Sure they have all sorts of sonar. The ship was only 5 years old. Last night on Fox News they had a segment showing a training simulator for a cruise ship, supposedly equipped pretty much the same as the Concordia. Just like an airliner simulator, but a hell of a lot bigger. A crew was practicing entering a harbor, and for the benefit of the cameras, the test supervisor suddenly introduced a squall into the simulation, which promptly caused the ship to ground. Pretty interesting.
Dreadnought, you are partially correct... As I noted earlier, because it is a practically brand new cruise ship the depth-sounding equipment aboard HAD to be decent, however most commercial vessels use what basically is a fish finder, except slightly more sophisticated. one ping goes straight down from wherever the 'ducer is mounted, hits something more solid then seawater, and rebounds. each "ping" gives an averaged depth over the footprint of that ping. (In shallow waters, this footprint will be smaller, allowing for a more precise reading than in deeper waters,unless the seabed under the 'ducer is at a steep angle, then the midpoint will be what you read on the bridge.

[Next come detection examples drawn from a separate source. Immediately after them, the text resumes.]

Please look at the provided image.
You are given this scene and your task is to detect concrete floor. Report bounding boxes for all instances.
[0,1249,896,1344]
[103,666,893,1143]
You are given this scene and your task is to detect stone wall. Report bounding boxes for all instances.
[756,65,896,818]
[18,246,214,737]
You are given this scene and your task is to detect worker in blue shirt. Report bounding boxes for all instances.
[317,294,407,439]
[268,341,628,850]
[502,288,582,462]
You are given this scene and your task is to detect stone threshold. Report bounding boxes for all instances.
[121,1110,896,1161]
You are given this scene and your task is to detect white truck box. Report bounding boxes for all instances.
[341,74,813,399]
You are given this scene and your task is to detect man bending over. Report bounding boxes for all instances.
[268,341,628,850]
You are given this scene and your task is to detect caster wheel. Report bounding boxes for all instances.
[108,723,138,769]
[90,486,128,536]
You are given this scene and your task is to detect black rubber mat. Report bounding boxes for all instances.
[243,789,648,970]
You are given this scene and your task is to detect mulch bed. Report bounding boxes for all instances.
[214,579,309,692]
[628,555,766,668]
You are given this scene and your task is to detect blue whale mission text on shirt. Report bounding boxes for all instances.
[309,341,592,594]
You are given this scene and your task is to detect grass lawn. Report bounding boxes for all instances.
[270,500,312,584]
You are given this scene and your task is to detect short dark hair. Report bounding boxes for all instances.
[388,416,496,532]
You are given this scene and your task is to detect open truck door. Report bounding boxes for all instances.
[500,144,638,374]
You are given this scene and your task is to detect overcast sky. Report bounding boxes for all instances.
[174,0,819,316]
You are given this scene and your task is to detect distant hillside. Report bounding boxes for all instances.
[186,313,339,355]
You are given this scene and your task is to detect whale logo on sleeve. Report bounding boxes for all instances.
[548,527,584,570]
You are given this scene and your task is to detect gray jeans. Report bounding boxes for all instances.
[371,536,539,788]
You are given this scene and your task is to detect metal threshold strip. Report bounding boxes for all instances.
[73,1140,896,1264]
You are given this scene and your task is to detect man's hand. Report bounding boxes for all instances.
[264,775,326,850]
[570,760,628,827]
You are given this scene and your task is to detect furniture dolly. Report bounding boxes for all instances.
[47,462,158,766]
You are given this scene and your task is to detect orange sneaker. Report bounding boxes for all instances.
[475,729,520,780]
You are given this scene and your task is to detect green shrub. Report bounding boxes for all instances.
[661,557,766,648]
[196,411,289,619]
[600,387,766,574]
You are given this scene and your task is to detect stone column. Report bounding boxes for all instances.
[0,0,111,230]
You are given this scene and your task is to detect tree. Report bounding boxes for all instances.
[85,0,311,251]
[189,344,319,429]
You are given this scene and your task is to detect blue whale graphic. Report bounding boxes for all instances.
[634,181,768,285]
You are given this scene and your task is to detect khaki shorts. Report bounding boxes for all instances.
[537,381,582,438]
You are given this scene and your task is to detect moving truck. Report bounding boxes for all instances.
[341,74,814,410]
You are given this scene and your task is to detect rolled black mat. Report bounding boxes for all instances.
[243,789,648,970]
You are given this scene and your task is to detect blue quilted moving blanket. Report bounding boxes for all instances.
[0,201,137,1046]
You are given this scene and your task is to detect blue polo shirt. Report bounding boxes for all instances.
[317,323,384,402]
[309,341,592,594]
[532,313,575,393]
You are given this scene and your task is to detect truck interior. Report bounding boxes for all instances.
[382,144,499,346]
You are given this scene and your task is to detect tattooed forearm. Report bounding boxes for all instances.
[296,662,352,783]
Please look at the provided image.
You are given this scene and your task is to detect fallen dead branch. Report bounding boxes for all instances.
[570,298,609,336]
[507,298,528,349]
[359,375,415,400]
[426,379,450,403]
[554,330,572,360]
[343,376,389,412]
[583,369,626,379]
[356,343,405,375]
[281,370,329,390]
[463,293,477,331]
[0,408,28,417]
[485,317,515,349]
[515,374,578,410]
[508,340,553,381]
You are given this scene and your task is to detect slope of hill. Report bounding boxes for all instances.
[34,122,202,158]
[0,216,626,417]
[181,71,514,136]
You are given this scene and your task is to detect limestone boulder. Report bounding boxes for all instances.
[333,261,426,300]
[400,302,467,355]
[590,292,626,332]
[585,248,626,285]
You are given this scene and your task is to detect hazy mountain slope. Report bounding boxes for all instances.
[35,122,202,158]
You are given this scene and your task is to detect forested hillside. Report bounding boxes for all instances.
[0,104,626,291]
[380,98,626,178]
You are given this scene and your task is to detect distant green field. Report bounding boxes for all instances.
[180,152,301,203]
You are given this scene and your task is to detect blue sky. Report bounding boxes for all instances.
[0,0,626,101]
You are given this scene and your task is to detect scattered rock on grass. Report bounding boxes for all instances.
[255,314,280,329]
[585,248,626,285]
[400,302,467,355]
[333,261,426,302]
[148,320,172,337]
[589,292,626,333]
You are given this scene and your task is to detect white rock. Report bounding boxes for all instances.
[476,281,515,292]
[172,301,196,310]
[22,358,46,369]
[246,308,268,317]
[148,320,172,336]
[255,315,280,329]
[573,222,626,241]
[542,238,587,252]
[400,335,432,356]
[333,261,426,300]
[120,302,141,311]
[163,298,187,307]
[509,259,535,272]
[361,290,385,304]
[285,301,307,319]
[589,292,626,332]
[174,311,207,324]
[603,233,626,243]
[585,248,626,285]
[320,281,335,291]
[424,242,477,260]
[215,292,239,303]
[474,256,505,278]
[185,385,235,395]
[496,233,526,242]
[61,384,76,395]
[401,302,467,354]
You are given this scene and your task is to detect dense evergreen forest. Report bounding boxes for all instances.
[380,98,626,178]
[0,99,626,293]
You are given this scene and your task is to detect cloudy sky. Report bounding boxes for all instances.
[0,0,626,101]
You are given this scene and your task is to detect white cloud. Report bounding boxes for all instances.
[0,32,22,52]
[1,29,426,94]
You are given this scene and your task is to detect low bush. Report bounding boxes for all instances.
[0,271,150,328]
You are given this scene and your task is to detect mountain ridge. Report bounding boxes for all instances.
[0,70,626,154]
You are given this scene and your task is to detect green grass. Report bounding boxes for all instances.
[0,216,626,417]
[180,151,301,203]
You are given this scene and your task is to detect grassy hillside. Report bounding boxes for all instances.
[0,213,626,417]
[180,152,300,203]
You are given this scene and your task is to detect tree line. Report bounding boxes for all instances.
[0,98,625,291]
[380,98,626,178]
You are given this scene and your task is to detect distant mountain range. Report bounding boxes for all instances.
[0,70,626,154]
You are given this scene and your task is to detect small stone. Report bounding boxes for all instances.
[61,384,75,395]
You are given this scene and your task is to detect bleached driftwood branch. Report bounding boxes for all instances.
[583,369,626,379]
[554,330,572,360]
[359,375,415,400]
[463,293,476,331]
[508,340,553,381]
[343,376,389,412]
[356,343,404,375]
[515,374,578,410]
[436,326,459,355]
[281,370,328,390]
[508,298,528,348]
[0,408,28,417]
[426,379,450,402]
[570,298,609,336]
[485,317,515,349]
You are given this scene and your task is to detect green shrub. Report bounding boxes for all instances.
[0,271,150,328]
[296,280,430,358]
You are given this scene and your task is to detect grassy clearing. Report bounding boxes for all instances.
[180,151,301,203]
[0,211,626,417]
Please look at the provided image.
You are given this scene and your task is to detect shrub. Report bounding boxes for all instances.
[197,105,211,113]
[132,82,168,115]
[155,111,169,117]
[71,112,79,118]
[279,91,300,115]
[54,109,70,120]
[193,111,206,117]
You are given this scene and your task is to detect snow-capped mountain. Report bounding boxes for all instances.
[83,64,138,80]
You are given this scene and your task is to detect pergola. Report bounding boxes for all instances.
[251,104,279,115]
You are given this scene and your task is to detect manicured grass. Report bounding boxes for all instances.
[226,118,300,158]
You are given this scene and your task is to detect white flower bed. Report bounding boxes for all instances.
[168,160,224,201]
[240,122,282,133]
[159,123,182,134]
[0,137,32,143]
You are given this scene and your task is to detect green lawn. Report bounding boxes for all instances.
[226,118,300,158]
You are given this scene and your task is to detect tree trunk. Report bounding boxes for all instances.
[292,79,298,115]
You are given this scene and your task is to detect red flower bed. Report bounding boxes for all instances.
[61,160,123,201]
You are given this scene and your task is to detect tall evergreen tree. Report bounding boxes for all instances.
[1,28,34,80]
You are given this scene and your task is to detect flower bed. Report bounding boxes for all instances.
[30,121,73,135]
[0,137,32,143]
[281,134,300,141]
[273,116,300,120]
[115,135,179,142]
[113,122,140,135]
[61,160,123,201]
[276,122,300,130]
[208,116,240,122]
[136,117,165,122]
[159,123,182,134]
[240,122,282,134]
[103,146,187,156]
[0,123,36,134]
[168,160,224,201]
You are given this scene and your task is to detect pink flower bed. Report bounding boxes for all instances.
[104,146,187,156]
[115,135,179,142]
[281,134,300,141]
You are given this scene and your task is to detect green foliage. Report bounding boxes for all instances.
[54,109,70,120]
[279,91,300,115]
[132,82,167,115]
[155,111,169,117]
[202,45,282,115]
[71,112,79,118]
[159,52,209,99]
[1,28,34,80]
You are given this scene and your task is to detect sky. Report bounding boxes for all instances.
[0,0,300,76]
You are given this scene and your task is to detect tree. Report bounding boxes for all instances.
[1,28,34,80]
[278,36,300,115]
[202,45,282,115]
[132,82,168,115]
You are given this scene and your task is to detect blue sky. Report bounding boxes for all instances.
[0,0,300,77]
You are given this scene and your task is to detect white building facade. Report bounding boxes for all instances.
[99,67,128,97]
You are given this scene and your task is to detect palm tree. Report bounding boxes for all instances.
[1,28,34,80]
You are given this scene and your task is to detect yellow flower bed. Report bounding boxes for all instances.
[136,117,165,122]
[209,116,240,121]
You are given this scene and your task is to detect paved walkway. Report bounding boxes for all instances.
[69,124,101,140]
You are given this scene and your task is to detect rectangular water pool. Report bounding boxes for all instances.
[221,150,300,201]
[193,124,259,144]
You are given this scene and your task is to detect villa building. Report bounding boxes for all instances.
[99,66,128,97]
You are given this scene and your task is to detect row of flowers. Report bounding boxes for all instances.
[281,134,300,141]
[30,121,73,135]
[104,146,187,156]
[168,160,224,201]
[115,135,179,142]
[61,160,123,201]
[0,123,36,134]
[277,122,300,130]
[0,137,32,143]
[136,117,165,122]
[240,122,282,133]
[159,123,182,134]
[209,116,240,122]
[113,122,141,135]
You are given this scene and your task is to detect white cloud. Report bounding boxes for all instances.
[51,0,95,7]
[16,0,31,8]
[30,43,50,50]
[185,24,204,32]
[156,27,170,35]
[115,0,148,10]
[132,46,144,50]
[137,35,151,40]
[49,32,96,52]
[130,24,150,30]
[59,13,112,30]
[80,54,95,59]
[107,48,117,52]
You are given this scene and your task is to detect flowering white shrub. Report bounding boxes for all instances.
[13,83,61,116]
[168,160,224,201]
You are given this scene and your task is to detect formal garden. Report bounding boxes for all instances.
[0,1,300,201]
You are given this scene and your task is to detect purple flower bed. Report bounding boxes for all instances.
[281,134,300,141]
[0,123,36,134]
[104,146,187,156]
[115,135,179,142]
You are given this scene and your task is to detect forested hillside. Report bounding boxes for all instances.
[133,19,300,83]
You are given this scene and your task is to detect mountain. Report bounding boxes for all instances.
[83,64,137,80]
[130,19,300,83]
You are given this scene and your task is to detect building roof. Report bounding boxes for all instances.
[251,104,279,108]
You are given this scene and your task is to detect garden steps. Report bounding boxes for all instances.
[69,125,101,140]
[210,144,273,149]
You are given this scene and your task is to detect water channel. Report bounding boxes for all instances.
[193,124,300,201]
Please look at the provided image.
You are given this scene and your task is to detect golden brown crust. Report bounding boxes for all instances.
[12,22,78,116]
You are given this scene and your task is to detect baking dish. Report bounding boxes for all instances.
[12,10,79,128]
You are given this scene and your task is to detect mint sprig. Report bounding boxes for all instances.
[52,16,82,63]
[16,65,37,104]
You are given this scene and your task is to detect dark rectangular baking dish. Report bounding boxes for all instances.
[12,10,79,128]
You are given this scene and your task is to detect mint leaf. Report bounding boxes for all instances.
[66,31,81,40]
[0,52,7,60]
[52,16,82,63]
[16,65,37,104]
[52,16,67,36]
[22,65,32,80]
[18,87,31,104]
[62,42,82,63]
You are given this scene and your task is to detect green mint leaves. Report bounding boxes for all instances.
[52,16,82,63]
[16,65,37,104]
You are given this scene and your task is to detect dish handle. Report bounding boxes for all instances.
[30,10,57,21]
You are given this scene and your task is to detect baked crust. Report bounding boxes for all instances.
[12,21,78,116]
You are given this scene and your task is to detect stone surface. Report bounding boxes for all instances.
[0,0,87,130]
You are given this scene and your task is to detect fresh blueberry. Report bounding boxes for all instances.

Now, on a ship as large as this they may have 2 or 3 different 'ducers, though each would have to be at a different frequency that did not interfere with the other 'ducers.
The part that I said was partly correct is that while yes, there are many much more expensive (and more accurate) sonar systems out there that can make dynamite graphics of the seabed in 1m resolution, you need a dedicated staff aboard processing the data to interpret the data correctly - AND
you need to be going under 10 knots generally speaking.
I have heard of, and seen, singlebeam "fish finder" data from Federal vessels transiting the open ocean with their sonar turned on, but not being monitored and not going survey speed, and the data is extremely noisy - to the point you would almost prefer to go back out and resurvey the area vs trying to clean the data correctly.
Long story short, I highly doubt that any cruise ship would spend the money, time and energy to get a more accurate sonar when sll of the above trade-offs and realities kick in.
Oh, and in multibeam data, you can consider yourself lucky to process through a set of data in the time it took you to collect that data - ie 1:1 ration survey time:data processing time.
Sorry if this was too complex/long winded!
"There weren't a ton of gnats there where a ton of gnats and their families as well!"